Why Julia is so fast?
I have always wanted to understand what makes one programming language faster than another. The problem is that in order to know this, one must understand in detail how the specific programming language one wishes to study is implemented. This is often a complicated task, as there are millions of books that explain the basics of the syntax of a programming language, but there are hardly any books that explain the technical and theoretical details behind the design of a language. Generally, to acquire this knowledge, one must have spent a lot of time programming in that language, get to know the project from within, read thousands of blogs and questions and answers on Stack Overflow, etc.
I’ve always found this to be a pity because I believe that the fundamental technical aspects behind a programming language can be summarized in about a hundred pages. This would drastically accelerate the path to becoming an ‘expert’ in that language. I don’t aim for such a thing with this blog, but in the case of the Julia project, although it lacks such a book, it is possible to find references that concentrate and describe the fundamental aspects behind the language design. On the other hand, the fact that it is a language oriented towards performance makes it ideal for studying.
Julia Implementation
Julia is designed to generate efficient native code during runtime. The Julia compiler is an optimizing just-in-time compiler structured in three phases:
- Source code is first parsed into abstract syntax trees [2].
- Those trees are then lowered into an intermediate representation that is used for Julia level optimizations.

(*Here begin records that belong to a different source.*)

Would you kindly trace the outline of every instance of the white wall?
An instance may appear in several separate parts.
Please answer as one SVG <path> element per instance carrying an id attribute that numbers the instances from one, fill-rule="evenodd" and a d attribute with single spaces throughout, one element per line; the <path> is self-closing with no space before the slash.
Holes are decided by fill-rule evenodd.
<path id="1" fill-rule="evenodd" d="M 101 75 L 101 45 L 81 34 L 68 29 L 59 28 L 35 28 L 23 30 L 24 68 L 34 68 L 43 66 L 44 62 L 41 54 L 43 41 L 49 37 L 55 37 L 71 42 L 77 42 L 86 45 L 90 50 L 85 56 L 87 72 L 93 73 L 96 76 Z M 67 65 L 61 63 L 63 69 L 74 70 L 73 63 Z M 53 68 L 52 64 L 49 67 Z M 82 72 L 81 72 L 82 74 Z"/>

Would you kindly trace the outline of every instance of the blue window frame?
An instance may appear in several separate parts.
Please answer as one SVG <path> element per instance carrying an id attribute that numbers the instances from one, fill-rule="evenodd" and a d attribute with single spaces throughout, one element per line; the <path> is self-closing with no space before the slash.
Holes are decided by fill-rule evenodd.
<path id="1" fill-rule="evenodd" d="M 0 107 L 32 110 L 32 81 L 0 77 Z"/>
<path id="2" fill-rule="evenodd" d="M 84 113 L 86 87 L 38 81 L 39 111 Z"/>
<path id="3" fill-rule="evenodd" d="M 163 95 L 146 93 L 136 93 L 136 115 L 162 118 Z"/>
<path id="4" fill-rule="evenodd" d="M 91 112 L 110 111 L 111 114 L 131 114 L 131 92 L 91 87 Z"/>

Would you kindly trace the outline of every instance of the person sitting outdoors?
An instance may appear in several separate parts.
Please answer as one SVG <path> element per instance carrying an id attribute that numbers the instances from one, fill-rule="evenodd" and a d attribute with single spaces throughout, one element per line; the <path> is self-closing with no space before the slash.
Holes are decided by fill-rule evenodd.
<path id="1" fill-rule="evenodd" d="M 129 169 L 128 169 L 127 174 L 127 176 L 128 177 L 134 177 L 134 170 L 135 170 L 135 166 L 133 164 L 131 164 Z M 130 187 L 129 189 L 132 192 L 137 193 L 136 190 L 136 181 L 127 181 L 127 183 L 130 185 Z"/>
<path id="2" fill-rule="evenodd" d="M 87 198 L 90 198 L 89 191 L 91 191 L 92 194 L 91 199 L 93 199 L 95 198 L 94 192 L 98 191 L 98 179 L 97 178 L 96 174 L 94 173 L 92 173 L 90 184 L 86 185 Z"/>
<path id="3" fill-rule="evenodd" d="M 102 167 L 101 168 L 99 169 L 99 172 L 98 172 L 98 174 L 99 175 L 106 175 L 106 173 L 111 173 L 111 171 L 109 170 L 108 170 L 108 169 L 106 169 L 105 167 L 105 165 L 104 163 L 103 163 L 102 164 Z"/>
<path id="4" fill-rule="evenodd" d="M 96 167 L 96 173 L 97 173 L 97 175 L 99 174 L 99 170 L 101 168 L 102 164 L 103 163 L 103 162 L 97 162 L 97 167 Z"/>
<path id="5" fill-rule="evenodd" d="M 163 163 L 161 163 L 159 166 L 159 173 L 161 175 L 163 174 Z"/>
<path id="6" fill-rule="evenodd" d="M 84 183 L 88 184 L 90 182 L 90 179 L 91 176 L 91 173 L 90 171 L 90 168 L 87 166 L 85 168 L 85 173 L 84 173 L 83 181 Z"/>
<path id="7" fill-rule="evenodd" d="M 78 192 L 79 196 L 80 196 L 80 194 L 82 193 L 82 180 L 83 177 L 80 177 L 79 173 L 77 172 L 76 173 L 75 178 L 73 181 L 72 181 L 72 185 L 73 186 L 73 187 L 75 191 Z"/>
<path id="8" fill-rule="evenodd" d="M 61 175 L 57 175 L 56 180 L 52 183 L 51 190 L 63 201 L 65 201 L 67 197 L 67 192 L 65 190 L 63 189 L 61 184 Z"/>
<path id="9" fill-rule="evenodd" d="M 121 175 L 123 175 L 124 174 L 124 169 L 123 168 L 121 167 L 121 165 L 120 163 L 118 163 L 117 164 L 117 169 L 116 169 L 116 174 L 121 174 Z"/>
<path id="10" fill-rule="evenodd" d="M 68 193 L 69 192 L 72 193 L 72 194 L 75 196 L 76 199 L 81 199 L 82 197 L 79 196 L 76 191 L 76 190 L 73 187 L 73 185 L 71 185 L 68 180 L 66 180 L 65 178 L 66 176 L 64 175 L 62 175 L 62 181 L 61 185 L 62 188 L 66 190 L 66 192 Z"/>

- Once those optimizations are complete, the code is translated into LLVM IR and machine code is generated by LLVM.
With the exception of the standard library which is pre-compiled, all Julia code executed by a running program is compiled on demand. The compiler is relatively simple: it is a method-based JIT without compilation tiers; once methods are compiled they are not changed as Julia does not support deoptimization with on-stack replacement.

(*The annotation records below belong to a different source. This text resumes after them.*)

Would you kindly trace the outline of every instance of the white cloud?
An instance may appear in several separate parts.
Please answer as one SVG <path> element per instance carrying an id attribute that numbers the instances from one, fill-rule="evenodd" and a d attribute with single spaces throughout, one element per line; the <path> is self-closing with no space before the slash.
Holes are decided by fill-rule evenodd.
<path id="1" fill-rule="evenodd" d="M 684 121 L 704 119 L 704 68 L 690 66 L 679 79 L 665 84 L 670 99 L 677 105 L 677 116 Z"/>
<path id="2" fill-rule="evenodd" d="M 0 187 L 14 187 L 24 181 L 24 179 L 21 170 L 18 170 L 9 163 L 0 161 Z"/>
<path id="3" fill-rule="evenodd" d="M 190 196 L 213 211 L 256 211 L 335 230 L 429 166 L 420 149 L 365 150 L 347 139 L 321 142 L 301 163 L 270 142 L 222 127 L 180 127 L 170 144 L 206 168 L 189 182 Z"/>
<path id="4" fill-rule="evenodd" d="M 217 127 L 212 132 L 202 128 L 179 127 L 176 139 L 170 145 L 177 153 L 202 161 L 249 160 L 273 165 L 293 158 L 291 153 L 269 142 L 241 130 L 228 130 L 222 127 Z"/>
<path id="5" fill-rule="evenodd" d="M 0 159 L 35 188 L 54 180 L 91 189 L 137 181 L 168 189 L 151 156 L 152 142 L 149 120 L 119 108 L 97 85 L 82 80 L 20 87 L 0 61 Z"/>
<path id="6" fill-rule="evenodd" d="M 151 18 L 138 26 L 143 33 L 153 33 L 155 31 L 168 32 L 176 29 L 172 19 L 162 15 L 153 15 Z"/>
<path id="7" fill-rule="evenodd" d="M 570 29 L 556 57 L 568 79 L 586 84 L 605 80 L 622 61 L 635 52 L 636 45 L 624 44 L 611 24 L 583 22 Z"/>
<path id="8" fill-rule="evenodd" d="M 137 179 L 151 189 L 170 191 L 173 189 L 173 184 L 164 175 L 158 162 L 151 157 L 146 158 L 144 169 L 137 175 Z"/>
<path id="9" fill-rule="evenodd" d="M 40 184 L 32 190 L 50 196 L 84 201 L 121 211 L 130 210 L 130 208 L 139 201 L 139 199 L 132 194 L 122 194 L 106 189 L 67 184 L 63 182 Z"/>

Memory is managed by a stop-the-world, non-moving, markand-sweep garbage collector [3,4]. The mark phase can be executed in parallel. The collector has a single old generation for objects that survive a number of cycles. It uses a shadow stack to record pointers in order to be precise.
Method Specialization
Julia’s compilation strategy relies on runtime type information: Every time a method is called with a new tuple of argument types, the method is specialized to these specific types. These are the advantage of such a strategy:
-
Optimizing methods at invocation time in Julia provides the Just-In-Time (JIT) compiler with important information, such as the known memory layout of all arguments. This enables optimizations like unboxing and direct field access.
-
Specialization in Julia allows for devirtualization, which replaces method dispatch with direct calls to a specialized method. This replacement reduces dispatch overhead and enables inlining, leading to improved performance.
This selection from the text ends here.